Yes, if it is made from naturally gluten-free grains in a dedicated gluten-free facility. A buckwheat-sorghum-millet sourdough fermented with a starter that has never seen wheat flour is genuinely gluten free. So is a teff-injera (the ancient Ethiopian sourdough flatbread) made in a celiac-safe kitchen.
For readers exploring naturally gluten-free baking, our quinoa history post covers the broader category of pre-Columbian pseudocereals that fit the same nutritional niche. The science on gluten-free fermentation is younger than the wheat-sourdough literature; the practical guidance is that gluten-free starters work best with a flour blend rather than a single-flour base.
What about ancient grains like einkorn or spelt? Are those safer?
A common misconception: heritage wheat varieties are sometimes marketed as “easier to digest” or “gluten light”. The biology is more nuanced. Einkorn, spelt, and emmer all contain gluten. The gluten in einkorn has a slightly different protein composition than modern bread wheat (less glutenin, different gliadin profile), which is why it bakes differently and why our einkorn flour post spends so much time on hydration and ferment timing. But the immunogenic peptides that trigger celiac disease are still present.

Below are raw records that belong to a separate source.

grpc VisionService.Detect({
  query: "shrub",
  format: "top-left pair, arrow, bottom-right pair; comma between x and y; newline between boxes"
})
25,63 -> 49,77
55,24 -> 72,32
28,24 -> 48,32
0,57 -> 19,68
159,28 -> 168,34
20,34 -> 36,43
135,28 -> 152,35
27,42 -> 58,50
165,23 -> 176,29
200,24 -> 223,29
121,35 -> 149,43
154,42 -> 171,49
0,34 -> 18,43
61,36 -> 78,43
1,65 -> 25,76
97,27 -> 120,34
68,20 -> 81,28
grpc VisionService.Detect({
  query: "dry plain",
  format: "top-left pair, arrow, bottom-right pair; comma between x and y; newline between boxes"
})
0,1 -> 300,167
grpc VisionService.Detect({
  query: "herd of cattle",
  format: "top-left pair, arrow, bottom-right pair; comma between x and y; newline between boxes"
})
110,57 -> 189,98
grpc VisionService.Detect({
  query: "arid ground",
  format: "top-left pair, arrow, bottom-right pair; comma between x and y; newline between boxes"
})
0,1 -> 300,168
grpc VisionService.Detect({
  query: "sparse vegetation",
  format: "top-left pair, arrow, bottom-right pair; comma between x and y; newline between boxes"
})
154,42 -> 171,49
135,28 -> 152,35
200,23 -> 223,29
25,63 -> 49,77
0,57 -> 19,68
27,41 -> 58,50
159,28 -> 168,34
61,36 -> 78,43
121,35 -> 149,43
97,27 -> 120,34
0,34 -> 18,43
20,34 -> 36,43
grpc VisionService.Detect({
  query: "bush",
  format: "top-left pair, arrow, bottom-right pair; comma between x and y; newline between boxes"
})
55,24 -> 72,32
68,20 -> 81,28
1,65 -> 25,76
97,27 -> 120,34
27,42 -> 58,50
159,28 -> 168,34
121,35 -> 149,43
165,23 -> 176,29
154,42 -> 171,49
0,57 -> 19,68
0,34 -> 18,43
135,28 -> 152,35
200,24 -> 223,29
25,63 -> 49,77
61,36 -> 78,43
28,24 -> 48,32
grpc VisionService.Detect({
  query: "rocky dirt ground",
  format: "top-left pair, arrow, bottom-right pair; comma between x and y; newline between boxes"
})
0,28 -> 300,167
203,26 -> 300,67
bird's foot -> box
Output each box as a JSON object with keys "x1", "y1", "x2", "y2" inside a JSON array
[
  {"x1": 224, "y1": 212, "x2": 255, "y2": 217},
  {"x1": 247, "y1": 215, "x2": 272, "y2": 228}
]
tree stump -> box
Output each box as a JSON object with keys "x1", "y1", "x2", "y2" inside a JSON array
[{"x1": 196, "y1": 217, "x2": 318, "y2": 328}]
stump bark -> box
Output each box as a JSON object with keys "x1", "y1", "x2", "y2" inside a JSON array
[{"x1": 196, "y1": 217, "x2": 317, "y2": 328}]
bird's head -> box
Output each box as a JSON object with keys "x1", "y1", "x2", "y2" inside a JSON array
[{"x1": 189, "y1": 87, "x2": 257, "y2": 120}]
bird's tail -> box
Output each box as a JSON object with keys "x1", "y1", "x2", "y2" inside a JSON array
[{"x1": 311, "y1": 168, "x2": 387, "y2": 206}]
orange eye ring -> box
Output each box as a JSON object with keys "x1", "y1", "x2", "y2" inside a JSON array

For an ancient-grain comparison from the heritage-wheat angle, our einkorn bread and emmer vs einkorn posts go deeper. None of those breads are celiac safe. Rye is the third major sourdough flour and is similarly off-limits for celiacs.
What should I actually do?
If you have biopsy-confirmed celiac disease: avoid all wheat, rye, barley, spelt, einkorn, emmer, khorasan, and any sourdough made from them. Stick to certified gluten-free products with the GFCO, NSF Gluten-Free, or Celiac Support Association seals.
If you have non-celiac gluten sensitivity (or suspect you might): a 24-hour-fermented wheat sourdough is a reasonable experiment, ideally from a baker who advertises long ferments. Keep a symptom journal for two weeks. If symptoms persist, the issue is probably gluten rather than fructans, and you should talk to a gastroenterologist before continuing to experiment.
If you are simply curious and have no diagnosed sensitivity: long-fermented sourdough is, in my opinion, the most pleasant way to eat wheat. Slower digestion, deeper flavour, better keeping. Nothing about the celiac science changes the fact that it is delicious bread.
The trend cycle will keep recycling the “sourdough is gluten free” claim. The biology will keep refusing to cooperate. Both can be true at once, which is roughly the position nutritional science occupies on most things.